To the Times, this is clearly not a straightforward application of existing defamation law, but a bold attack seeking to vastly expand its scope. The headline is revealing as well: “Lies for Profit: Can Sandy Hook Parents Shut Alex Jones Down?” The goal is not to hold Alex Jones liable for specific harms, but to stop him from speaking at all, permanently. Then, when that is accomplished, they will move on to silencing other dissenting voices, permanently.

The Sandy Hook lawsuit was never about protecting Sandy Hook parents. It was about protecting America’s corrupt ruling class from an alternative media that refuses to mindlessly repeat their lies.

It is not simply that the Sandy Hook lawsuit isn’t ultimately about protecting the grieving parents—it isn’t even about attacking and silencing conspiracy theories per se. It is worth remembering that Alex Jones was not a real target for deplatforming and immiseration prior to the Trump phenomenon, of which Alex Jones was one of the most prominent supporters.

Prior to Jones’ entanglement with Trump and the broader Trump phenomenon, the establishment largely viewed the radio host as an entertaining curiosity—if not entirely harmless than certainly not the enemy of the state that must be destroyed at all costs that the establishment now views him as.

In light of the present escalation of hostilities, it is remarkable to revisit the once-viral CNN interview between Piers Morgan and Alex Jones. For context, the interview took place only weeks after Sandy Hook tragedy and the subject was gun control

[…]

To be sure, the interview was histrionic and by no means “friendly.” What is remarkable, however, besides the fact that CNN gave Jones a platform at all, which they certainly wouldn’t now, is what Jones’ interviewer/antagonist Piers Morgan neglects to say: nowhere does Morgan attack Jones for being a “conspiracy theorist” about Sandy Hook or call for his deplatforming (which would be odd given that CNN gave him a platform). Furthermore, in CNN’s write-up of the viral exchange, it does not attack Jones for Sandy Hook conspiracies or demand his de-platforming. Amazingly, the write up refers to Jones simply as a “radio host”; not “right wing extremist”, not “white supremacist”, and not not radical conspiracy theorist.”
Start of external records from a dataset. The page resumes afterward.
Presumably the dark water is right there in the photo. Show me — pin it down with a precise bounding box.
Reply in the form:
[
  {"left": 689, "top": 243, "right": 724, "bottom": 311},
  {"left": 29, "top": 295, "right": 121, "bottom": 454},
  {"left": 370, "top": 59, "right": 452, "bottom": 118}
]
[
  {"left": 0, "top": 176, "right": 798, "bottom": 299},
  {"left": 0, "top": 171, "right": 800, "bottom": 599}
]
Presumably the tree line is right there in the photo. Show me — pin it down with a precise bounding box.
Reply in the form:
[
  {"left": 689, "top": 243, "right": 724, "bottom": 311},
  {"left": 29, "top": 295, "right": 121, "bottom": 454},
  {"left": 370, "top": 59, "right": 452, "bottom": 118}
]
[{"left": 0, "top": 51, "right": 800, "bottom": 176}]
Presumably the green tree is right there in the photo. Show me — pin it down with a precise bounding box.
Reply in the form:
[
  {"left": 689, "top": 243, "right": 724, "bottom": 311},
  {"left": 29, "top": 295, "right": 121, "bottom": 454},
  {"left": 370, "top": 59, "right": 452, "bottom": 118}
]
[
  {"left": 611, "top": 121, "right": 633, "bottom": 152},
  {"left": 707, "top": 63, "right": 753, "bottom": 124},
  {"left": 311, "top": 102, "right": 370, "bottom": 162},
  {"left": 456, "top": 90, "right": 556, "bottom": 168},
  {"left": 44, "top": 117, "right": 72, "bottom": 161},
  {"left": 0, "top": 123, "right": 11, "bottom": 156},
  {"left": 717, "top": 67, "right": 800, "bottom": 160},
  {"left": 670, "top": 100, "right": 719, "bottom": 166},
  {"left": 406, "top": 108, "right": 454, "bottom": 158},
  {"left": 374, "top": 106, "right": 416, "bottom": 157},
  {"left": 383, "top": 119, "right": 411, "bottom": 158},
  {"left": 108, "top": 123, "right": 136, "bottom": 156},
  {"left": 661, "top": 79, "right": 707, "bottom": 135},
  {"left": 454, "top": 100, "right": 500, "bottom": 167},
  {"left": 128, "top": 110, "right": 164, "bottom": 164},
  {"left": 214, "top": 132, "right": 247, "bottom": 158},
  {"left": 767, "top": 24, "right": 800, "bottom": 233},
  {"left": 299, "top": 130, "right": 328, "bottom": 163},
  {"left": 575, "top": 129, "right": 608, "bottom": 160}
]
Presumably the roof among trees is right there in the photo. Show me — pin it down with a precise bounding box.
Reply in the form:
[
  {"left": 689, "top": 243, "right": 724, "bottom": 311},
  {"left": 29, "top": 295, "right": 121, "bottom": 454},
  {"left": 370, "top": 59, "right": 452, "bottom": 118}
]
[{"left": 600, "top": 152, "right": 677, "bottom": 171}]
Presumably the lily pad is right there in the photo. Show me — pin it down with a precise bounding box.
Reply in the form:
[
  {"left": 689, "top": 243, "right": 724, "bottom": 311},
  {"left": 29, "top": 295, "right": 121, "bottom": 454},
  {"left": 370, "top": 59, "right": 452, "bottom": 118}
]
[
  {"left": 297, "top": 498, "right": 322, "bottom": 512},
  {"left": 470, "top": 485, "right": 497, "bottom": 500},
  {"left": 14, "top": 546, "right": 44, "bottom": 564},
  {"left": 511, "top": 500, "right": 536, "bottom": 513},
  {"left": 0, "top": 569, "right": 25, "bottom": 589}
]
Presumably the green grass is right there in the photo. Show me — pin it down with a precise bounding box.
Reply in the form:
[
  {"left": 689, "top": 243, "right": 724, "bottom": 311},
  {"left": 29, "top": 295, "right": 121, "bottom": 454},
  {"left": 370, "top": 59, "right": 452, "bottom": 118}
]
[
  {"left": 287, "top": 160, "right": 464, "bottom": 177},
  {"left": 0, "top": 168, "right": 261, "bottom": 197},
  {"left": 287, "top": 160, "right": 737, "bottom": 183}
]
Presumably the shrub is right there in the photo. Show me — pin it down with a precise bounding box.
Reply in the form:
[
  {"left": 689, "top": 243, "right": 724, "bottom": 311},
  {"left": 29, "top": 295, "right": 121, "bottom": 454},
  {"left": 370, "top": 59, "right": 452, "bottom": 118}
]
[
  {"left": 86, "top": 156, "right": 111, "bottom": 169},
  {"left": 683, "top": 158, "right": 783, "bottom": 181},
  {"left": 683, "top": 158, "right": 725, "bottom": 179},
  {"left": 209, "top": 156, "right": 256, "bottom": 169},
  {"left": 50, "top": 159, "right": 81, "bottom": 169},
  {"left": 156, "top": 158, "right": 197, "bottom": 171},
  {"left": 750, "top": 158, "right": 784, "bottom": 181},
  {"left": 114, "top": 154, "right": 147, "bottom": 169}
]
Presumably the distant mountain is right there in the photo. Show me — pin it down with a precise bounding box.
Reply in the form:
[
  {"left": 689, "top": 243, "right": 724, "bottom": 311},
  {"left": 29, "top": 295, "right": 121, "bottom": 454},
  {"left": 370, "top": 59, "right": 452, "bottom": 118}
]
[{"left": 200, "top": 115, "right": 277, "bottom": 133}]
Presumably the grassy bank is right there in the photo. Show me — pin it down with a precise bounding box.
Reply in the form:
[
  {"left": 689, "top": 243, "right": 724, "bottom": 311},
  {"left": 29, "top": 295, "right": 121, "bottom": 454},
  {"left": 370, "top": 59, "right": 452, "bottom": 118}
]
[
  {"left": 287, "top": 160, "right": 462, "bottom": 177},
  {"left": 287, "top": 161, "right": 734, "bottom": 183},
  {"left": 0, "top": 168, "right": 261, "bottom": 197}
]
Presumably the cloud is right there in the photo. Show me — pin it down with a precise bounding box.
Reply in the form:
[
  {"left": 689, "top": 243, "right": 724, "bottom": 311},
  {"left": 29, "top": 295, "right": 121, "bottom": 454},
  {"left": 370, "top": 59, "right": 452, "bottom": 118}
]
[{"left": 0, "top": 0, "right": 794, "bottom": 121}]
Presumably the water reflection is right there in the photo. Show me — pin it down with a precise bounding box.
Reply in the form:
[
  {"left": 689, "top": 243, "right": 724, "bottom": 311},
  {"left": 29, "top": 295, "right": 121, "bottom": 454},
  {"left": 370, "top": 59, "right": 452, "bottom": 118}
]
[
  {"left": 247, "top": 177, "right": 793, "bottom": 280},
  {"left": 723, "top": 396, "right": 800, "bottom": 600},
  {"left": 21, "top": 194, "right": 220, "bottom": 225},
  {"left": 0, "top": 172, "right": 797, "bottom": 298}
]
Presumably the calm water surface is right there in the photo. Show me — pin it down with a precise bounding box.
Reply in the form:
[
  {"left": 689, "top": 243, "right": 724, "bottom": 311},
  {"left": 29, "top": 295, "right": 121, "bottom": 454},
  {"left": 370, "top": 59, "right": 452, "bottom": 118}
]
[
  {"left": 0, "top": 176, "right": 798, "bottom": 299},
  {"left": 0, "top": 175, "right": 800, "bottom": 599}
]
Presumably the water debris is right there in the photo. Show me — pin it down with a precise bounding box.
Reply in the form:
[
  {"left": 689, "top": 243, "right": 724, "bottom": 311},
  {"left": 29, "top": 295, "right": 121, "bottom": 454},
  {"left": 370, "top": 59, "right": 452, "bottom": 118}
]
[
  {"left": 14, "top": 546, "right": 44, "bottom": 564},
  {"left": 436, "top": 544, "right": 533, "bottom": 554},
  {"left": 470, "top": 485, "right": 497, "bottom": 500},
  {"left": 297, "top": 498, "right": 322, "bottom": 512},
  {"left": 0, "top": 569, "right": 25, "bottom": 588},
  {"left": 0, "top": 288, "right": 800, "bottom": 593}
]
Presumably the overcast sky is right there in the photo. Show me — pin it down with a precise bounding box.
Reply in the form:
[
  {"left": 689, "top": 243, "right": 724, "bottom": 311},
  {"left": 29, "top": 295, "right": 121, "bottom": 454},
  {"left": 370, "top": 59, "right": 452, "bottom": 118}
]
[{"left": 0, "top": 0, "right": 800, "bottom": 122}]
Then, of course, there was Fox’s near-billion-dollar settlement in the Dominion voting machine case. And, most relevant to us, there is Ray Epps, who has retained a prominent Democrat lawyer to intimidate Tucker Carlson, Fox News, and Revolver News, especially with the prospect of defamation suits (so far, he has only sued Fox). While we are not worried in the least and have written a definitive case as to why Ray Epps has no defamation claim, the well-intentioned Florida law could serve as a substantial force amplifier for efforts such as Epps’ to silence and intimidate those challenging sacred regime narratives.

In a nutshell, the inclusion of leftist smears such as “racism” as defamatory per se is enterprising and commendable, but considered in its totality, the net effect of the Florida libel bill is likely to be more harm than good. Stephen Miller is probably right when he points out that there’s no right-wing equivalent in Florida to what New York juries are for the left. The left is more vindictive and has more developed legal infrastructure, and for the time being, at least, is likely to be in a better position to capitalize politically on any expansion in libel laws. We should, of course, not take this sad state of affairs for granted, but allow it to serve as additional motivation to beef up right-wing legal infrastructure with teeth so that one day patriots will be able to fight the left on its own turf on equal footing. Until that day, it is probably better to let this well-intentioned bill rest rather than shoot ourselves in the foot.